I only started to think about further study about two and a half years into my degree. I realised that the jobs that were on offer to BSc graduates didn’t interest me and I did a PhD to open a wider range of opportunities at a higher level.
Describe your current job briefly:
I am Deputy Director of the Science Council, whose main aim is to promote the advancement and dissemination of knowledge of and education in science, pure and applied. We are an independent body with a membership of over 25 professional institutions and learned societies, and through them we support over 300,000 scientists in the UK.

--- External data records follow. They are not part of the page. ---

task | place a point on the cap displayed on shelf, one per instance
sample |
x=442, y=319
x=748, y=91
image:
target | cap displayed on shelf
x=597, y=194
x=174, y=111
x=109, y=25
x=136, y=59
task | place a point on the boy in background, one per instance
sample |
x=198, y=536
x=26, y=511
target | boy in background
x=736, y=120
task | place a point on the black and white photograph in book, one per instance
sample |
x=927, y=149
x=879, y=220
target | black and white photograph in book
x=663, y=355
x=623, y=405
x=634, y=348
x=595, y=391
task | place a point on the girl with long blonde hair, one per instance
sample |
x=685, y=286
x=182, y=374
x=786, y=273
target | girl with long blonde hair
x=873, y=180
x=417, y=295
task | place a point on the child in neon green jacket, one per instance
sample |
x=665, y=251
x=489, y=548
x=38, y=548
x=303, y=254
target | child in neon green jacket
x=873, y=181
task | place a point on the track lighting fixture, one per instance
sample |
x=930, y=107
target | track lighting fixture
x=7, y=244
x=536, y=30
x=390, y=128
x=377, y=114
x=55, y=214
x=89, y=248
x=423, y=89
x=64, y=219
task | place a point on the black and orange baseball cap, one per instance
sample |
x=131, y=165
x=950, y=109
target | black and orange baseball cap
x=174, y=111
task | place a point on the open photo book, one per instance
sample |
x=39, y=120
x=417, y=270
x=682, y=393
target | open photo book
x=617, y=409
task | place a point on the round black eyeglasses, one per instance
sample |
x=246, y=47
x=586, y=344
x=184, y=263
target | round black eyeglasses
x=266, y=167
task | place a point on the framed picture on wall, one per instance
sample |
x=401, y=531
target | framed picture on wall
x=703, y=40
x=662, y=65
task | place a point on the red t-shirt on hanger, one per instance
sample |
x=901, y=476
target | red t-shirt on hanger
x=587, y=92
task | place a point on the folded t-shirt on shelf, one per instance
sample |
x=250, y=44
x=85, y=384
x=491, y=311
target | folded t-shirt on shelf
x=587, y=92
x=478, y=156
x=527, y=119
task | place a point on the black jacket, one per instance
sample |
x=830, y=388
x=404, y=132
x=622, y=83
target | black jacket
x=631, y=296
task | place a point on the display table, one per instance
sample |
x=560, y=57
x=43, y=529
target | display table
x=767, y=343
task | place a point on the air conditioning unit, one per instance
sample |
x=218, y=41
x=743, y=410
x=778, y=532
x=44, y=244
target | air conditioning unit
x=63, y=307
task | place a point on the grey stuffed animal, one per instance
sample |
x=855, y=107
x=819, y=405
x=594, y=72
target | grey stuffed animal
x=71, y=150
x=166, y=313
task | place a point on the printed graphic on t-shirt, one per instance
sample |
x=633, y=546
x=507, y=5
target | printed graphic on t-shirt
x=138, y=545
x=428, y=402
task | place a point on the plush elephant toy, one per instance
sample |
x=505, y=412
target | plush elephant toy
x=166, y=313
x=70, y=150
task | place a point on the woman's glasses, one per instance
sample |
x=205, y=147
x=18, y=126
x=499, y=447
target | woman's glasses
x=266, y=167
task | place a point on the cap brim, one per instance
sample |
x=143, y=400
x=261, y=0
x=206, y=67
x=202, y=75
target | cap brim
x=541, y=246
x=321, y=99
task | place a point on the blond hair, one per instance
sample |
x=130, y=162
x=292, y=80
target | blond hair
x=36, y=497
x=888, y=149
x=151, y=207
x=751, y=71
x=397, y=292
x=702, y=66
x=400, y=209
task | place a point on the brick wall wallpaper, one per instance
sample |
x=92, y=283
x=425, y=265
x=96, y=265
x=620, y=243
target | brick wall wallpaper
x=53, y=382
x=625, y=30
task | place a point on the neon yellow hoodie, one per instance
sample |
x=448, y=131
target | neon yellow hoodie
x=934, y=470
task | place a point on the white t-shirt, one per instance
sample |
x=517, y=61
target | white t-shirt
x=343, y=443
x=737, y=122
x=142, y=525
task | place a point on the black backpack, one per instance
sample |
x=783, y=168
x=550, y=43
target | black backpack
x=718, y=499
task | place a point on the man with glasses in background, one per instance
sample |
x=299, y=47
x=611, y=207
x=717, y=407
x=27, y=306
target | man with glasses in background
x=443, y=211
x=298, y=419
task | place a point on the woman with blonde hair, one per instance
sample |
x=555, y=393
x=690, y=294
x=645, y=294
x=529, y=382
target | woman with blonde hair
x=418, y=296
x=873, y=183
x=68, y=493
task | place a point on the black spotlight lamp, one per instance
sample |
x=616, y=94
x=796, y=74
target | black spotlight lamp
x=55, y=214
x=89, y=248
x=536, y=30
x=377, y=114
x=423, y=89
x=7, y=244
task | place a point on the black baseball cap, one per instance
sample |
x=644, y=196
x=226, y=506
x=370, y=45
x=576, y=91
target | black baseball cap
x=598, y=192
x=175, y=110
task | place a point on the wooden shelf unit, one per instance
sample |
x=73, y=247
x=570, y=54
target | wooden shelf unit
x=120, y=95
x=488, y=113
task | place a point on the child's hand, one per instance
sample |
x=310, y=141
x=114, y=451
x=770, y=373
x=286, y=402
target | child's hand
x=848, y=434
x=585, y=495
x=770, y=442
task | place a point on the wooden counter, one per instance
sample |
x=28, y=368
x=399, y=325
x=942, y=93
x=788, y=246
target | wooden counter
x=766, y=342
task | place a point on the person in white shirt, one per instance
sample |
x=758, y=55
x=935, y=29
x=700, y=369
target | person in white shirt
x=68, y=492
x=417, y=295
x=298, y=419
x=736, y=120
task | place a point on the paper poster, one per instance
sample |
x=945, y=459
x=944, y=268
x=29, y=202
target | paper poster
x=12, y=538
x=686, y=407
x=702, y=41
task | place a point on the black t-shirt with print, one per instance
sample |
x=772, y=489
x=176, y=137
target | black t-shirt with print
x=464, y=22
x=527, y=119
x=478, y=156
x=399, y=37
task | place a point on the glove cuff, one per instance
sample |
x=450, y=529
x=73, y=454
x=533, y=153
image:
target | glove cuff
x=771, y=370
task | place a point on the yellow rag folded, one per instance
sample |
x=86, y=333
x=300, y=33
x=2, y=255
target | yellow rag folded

One of our key activities is the award of the Chartered Scientist designation (CSci) which aims to benchmark best practice and professionalism across all scientific disciplines.
Why did you decide on this career?
My first job after my PhD was in research, working for the Atomic Weapons Establishment. Whilst I was there I became interested in science policy work (staff issues, communication of science and improving the public perception of explosives!), but very much as an extra-curricular activity. I then saw a job in chemistry higher education activities development (working predominantly with universities but also at the interface with schools and industry) advertised with the Royal Society of Chemistry so I applied and, to my surprise given my lack of experience in this area, got the job.
During this role I was offered the opportunity of a secondment to the Science Council to work on the development of the CSci designation. When my secondment came to an end, the more involved role of Deputy Director was advertised, I applied and was very happy to be given the job.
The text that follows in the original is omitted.